1. A Bad Beginning

6.1K 366 84
                                    

(Selasa, 13 September 2016)

Aku memutuskan untuk menghabiskan baterai iPod-ku karena di sana, segala wujud peralatan elektronik yang bisa bikin seseorang kabur atau melakukan sindikat untuk kabur akan disita.

Aku mengembuskan napas pelan-pelan.

Tidak bisa kusalahkan.

Aku mengganti lagu yang mengalun dari iPod tanpa bersenandung. Baru kali ini Papa meluangkan sedikit waktunya untukku. Nyatanya, waktu itu digunakan untuk menempuh perjalanan menuju sekolah baruku.

Sekaligus tempat tinggal baruku.

Sungguh, sejak kecil aku ingin bersekolah di asrama, tetapi bukan yang begini. Aku kepengin asrama yang hanya asrama, bukannya asrama merangkap biara yang tenar akibat menampung anak-anak bebal. Papa tidak percaya dengan janji-janji manisku, yang memohon padanya untuk mengurungkan niat terkutuk menjebloskanku kemari. Untuk memastikan aku sungguhan benjol, dia tega mewujudkan rencananya.

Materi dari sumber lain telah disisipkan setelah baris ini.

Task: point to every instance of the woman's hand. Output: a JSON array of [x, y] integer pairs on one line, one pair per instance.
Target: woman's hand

"Papa bakal jemput kamu setiap liburan semester." Papa memberikan kompensasi yang sebenarnya tidak membantu. Tidak menemui Papa selama setengah tahun kedengaran mengerikan. Adakah yang lebih mengerikan dibandingkan terisolasi di pegunungan yang berjarak empat ratus lima puluh kilometer dari rumahmu sendiri?

Kurasa serangan hama ulat bulu.

Kota ini selalu hujan. Begitu pendapatku sejak kami tiba subuh tadi. Kami berhenti untuk makan bakso dan melanjutkan perjalanan. Kalau Mama masih ada, aku bakal protes dengan meminta makanan yang lebih enak, mengingat ini hari terakhirku menjalani kehidupan bebas. Sayang aku cuma bisa diam. Sebagian diriku menyalahkan Papa, sebagian diriku yang lain menyalahkan kepergian Mama.

Aku menempelkan pipi pada jendela. Bulir-bulir air hujan di luar merembes menyisakan jalur-jalur basah.

"Kapan sampai?" Aku mencopot sebelah headset.

"Sebentar lagi."

Aku mendengus.

Kami melintasi desa-desa tradisional dan beberapa jembatan. Banyak papan penanda saking berlikunya dataran ini. Hutan yang penuh dengan tumbuhan hijau mengelilingi kami. Jalanan terjal dan basah hingga rasanya hampir-hampir seperti naik roller-coaster. Aku memicingkan sebelah mata, skeptis bisa melewati medan ini meski aku dibilang jago trek-trekan menggunakan motor off-road.

Mungkin dahulunya aku memang penguasa jalanan yang mengepalai kawanan laki-laki brutal mata keranjang, tetapi tidak dengan sekarang.

Riwayat Agatha Kean yang itu sudah tamat.

Aku mengistirahatkan kepalaku pada jok dan mematikan lagu yang sedang kuputar.

Setelah melalui beberapa belokan tajam, satu-dua turunan, dan menunggu ternak melintas; aku akhirnya melihat papan raksasa bertuliskan SELAMAT DATANG DI BIARA & SLTP-K SANTA ANNA berwarna hitam berlatar putih.

Aku menjedotkan kepala pada dasbor.

Habis sudah.

Papa menghentikan mobil di pos sekuriti. Dia menurunkan jendela dan mengucapkan beberapa patah kata kepada penjaga gerbang. Dia lantas memarkirkan mobilnya di dekat salah satu pondok yang kebetulan berada di pelataran parkir. "Ini baru sampai," Papa membenarkan. Dia membuka kunci dari panel. Aku melepas sabuk pengaman, serta-merta mengikutinya keluar.

Dugaanku benar bahwa di luar jauh lebih dingin. Aku mengusap bahu dan ujung hidungku. Koperku ada di bagasi bersama sebuah ransel berisi alat mandi dan sehelai handuk. Papa membuka bagasi, membantuku membawa koper sementara aku menggendong ransel.